The Weekend Vet is the second Brownsville clinic Caldwell contacted that was unequipped to handle the emergency situation. His only option was to drive an hour to McAllen’s Pet Doctor 9-1-1, a 24-hour facility.
“I can’t tell you how terrifying and how agonizing that hour drive is as you see your pup, bleeding, whimpering and crying and is in your arms,” Caldwell said. “It seemed it took forever for us to get there.”
Both The Weekend Vet and Companion Hospital say they turned Pepper away due to being too full and handling other critical situations, but Caldwell believes they could have done more.
“I think there was something they could have done, then sent us on our way to McAllen that was absolutely the necessity, but there wasn’t anything done to treat even something temporarily,” he said.
The experience opened his eyes to the dire need for an emergency care facility in the lower valley. Since posting about the scare to social media, he’s been in contact with a few agencies pushing for the same.
“I’m very optimistic we have got the ball rolling, but we want to keep the momentum,” Caldwell said.
I think that’s very important.”
Pet Doctor 9-1-1’s public relations director says as the only emergency clinic in the area, they receive patients from all four RGV counties.

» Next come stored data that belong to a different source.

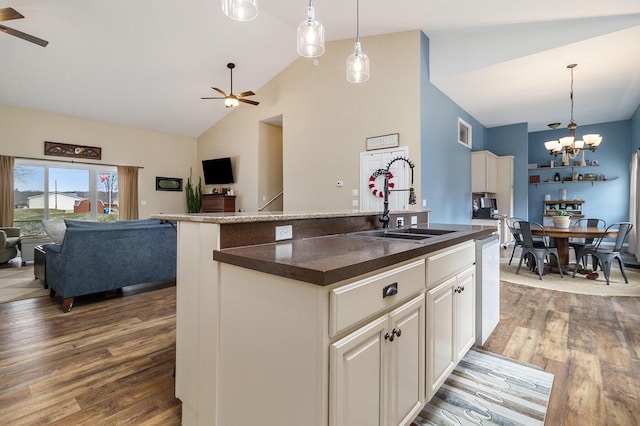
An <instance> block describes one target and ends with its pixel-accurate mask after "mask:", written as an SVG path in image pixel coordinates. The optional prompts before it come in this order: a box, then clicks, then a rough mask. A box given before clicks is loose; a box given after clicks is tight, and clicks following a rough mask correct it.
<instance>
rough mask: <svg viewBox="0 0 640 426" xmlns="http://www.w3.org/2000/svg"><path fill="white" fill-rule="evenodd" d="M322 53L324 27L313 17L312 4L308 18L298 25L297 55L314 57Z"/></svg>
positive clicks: (312, 7)
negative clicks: (297, 46) (297, 48)
mask: <svg viewBox="0 0 640 426" xmlns="http://www.w3.org/2000/svg"><path fill="white" fill-rule="evenodd" d="M323 53H324V27H323V26H322V24H321V23H320V22H319V21H317V20H316V19H315V12H314V10H313V6H309V13H308V18H307V19H305V20H304V21H302V22H300V25H298V55H300V56H304V57H305V58H315V57H318V56H320V55H322V54H323Z"/></svg>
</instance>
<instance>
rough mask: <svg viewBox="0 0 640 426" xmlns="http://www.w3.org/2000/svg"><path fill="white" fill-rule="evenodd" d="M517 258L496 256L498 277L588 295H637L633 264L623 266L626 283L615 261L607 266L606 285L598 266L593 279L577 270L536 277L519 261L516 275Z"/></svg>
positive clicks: (542, 287)
mask: <svg viewBox="0 0 640 426" xmlns="http://www.w3.org/2000/svg"><path fill="white" fill-rule="evenodd" d="M519 260H520V259H519V258H518V259H515V258H514V259H513V262H512V263H511V265H509V259H500V280H502V281H506V282H510V283H513V284H521V285H527V286H530V287H537V288H545V289H548V290H558V291H565V292H568V293H578V294H588V295H592V296H629V297H640V271H638V270H637V269H634V268H625V269H624V270H625V273H626V274H627V278H629V283H628V284H627V283H625V282H624V278H623V277H622V274H621V273H620V268H619V267H618V263H617V262H615V263H614V264H613V265H612V266H611V277H610V279H609V285H607V282H606V280H605V279H604V274H603V273H602V271H601V270H598V278H597V279H595V280H589V279H587V278H586V276H585V275H580V274H576V277H575V278H571V274H565V275H564V278H560V275H559V274H557V273H549V274H546V275H543V276H542V280H540V279H538V273H537V272H533V271H530V270H529V269H528V268H527V267H526V266H524V262H523V266H522V267H521V268H520V273H519V274H517V275H516V269H517V268H518V261H519Z"/></svg>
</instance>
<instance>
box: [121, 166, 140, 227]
mask: <svg viewBox="0 0 640 426" xmlns="http://www.w3.org/2000/svg"><path fill="white" fill-rule="evenodd" d="M118 212H119V218H120V220H135V219H138V167H136V166H118Z"/></svg>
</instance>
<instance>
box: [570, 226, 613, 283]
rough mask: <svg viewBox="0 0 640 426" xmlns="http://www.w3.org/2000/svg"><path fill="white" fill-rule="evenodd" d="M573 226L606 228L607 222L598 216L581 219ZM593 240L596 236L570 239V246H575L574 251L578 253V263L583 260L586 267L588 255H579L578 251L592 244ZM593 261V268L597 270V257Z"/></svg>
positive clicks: (577, 258)
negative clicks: (593, 217)
mask: <svg viewBox="0 0 640 426" xmlns="http://www.w3.org/2000/svg"><path fill="white" fill-rule="evenodd" d="M573 226H574V227H576V228H584V227H588V228H603V229H604V228H606V227H607V222H605V221H604V220H603V219H596V218H588V219H579V220H576V221H575V223H574V224H573ZM593 241H594V238H573V239H571V240H569V246H570V247H573V251H574V252H575V254H576V263H579V262H580V261H582V264H583V265H584V267H585V268H586V267H587V257H586V256H585V257H584V258H580V257H578V251H580V250H582V249H584V248H585V247H587V246H592V245H593ZM591 263H592V265H593V270H594V271H595V269H596V267H597V266H598V264H597V262H596V258H593V259H592V261H591Z"/></svg>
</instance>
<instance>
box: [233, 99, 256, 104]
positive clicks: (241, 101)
mask: <svg viewBox="0 0 640 426" xmlns="http://www.w3.org/2000/svg"><path fill="white" fill-rule="evenodd" d="M238 101H240V102H244V103H245V104H251V105H260V102H256V101H252V100H250V99H242V98H238Z"/></svg>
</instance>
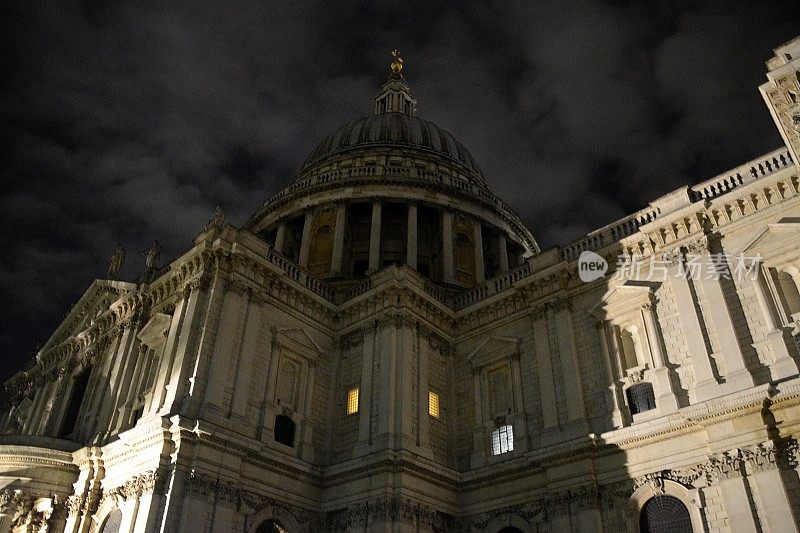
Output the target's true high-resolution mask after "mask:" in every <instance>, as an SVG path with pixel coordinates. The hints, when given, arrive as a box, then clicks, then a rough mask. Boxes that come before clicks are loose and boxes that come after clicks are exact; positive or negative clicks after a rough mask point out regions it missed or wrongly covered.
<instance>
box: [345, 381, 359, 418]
mask: <svg viewBox="0 0 800 533" xmlns="http://www.w3.org/2000/svg"><path fill="white" fill-rule="evenodd" d="M357 412H358V388H355V389H350V390H349V391H347V414H348V415H353V414H356V413H357Z"/></svg>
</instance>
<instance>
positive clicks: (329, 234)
mask: <svg viewBox="0 0 800 533" xmlns="http://www.w3.org/2000/svg"><path fill="white" fill-rule="evenodd" d="M246 228H247V229H248V230H250V231H252V232H253V233H255V234H257V235H259V236H261V237H262V238H263V239H264V240H265V241H266V242H267V243H269V244H271V245H273V246H274V249H275V251H277V252H279V253H282V254H283V255H284V256H286V257H287V258H288V259H290V260H292V261H294V262H295V263H297V264H298V265H300V267H301V268H304V269H307V270H308V272H309V273H310V274H311V275H312V276H315V277H318V278H328V279H332V280H348V279H358V278H362V277H363V276H365V275H369V274H371V273H373V272H375V271H377V270H379V269H381V268H383V267H386V266H388V265H392V264H396V265H403V264H404V265H408V266H409V267H410V268H412V269H414V270H416V271H418V272H419V273H420V274H422V275H423V276H424V277H426V278H428V279H430V280H432V281H434V282H438V283H441V284H443V285H445V286H449V287H454V288H455V287H462V288H463V287H474V286H475V285H477V284H479V283H481V282H483V281H484V280H486V279H487V278H491V277H493V276H495V275H497V274H500V273H502V272H505V271H507V270H509V269H510V268H514V267H515V266H516V265H518V264H520V263H521V262H522V261H523V258H524V257H528V256H530V255H533V254H535V253H537V252H538V251H539V248H538V246H537V244H536V241H535V240H534V239H533V237H532V236H531V234H530V232H529V231H528V230H527V229H526V228H525V226H524V224H522V221H520V220H519V218H518V217H517V215H516V214H515V213H514V212H513V211H512V210H511V209H510V208H509V207H508V206H507V205H506V204H505V203H504V202H502V201H501V200H500V199H499V198H497V197H496V196H495V195H494V194H493V193H492V192H491V191H490V190H489V188H488V187H487V185H486V181H485V179H484V177H483V173H482V172H481V169H480V167H478V165H477V163H476V162H475V160H474V158H473V157H472V155H471V154H470V152H469V151H468V150H467V149H466V148H465V147H464V145H462V144H461V143H460V142H459V141H458V140H456V139H455V137H453V135H452V134H450V133H449V132H447V131H446V130H444V129H442V128H440V127H439V126H437V125H436V124H434V123H432V122H430V121H427V120H424V119H422V118H419V117H417V116H416V100H414V98H413V97H412V96H411V92H410V89H409V87H408V85H407V84H406V82H405V79H404V78H403V77H402V75H400V72H399V70H398V71H396V72H393V73H392V75H391V76H390V77H389V79H388V81H387V82H386V83H385V84H384V85H383V87H381V89H380V91H379V92H378V95H377V96H376V98H375V114H374V115H371V116H366V117H362V118H359V119H357V120H354V121H351V122H348V123H347V124H345V125H343V126H341V127H339V128H338V129H336V130H335V131H334V132H333V133H331V134H330V135H328V136H327V137H326V138H325V139H323V140H322V141H321V142H320V143H319V144H318V145H317V147H316V148H315V149H314V150H313V151H312V152H311V154H310V155H309V157H308V158H307V159H306V161H305V162H304V163H303V166H302V168H301V169H300V172H299V173H298V176H297V178H296V179H295V181H294V182H292V183H291V184H290V185H289V186H288V187H286V188H285V189H283V190H282V191H280V192H279V193H278V194H276V195H275V196H273V197H272V198H271V199H270V200H269V201H268V202H266V203H265V204H264V206H263V207H262V208H261V209H260V210H259V211H258V212H257V213H256V214H255V215H254V216H253V217H252V218H251V219H250V221H248V223H247V224H246Z"/></svg>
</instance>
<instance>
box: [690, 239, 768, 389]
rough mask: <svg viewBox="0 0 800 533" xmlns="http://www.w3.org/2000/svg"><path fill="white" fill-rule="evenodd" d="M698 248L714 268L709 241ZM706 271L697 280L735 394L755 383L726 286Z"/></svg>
mask: <svg viewBox="0 0 800 533" xmlns="http://www.w3.org/2000/svg"><path fill="white" fill-rule="evenodd" d="M698 246H699V247H700V248H699V251H701V252H702V253H701V255H700V257H701V263H702V264H703V266H705V267H706V268H710V267H711V256H710V255H709V253H708V251H709V250H708V242H707V240H705V239H703V240H701V241H700V242H699V243H698ZM706 268H703V269H702V275H701V276H700V278H701V279H699V280H697V284H698V285H700V286H701V287H702V290H703V293H704V294H705V297H706V303H707V305H706V309H707V310H708V314H709V315H710V316H709V318H710V319H711V323H712V324H713V326H714V329H715V330H716V332H717V337H718V339H719V343H720V352H721V353H720V354H719V355H721V356H722V359H723V360H724V361H725V381H726V383H725V386H726V388H729V389H730V390H731V392H732V391H733V390H744V389H746V388H749V387H752V386H753V385H754V384H755V382H754V381H753V376H751V375H750V372H749V371H748V370H747V367H746V366H745V362H744V354H743V353H742V347H741V346H740V345H739V340H738V336H737V334H736V327H735V326H734V324H733V320H732V319H731V314H730V310H729V309H728V304H727V302H726V301H725V295H724V294H723V292H722V286H721V285H720V283H719V280H718V279H712V277H711V276H710V275H709V274H711V272H707V271H706Z"/></svg>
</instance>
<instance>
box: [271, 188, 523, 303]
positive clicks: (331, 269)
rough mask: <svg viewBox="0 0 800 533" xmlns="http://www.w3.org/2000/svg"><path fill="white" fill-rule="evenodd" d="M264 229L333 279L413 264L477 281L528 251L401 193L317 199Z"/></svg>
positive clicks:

“Right now we have clients that come as far as Roma to the west and as far as South Padre Island, Brownsville, Boca Chica to the east,” Austin Smith said.
The clinic opened in 2013 and Smith says they do plan on opening another facility in Harlingen that’s twice as big, but those plans are on a temporary hold.
“As soon as things become predictable with COVID, then we’re going to go ahead and begin construction,” he said. “ But right now the construction phase of this project is pending”
For now, Caldwell is remaining active in his pursuit and plans to meet with others interested in the cause on Friday to determine the next steps.
Pepper did require a surgery and will be on antibiotics for the next few weeks, but Caldwell says they were lucky and his pet will be ok.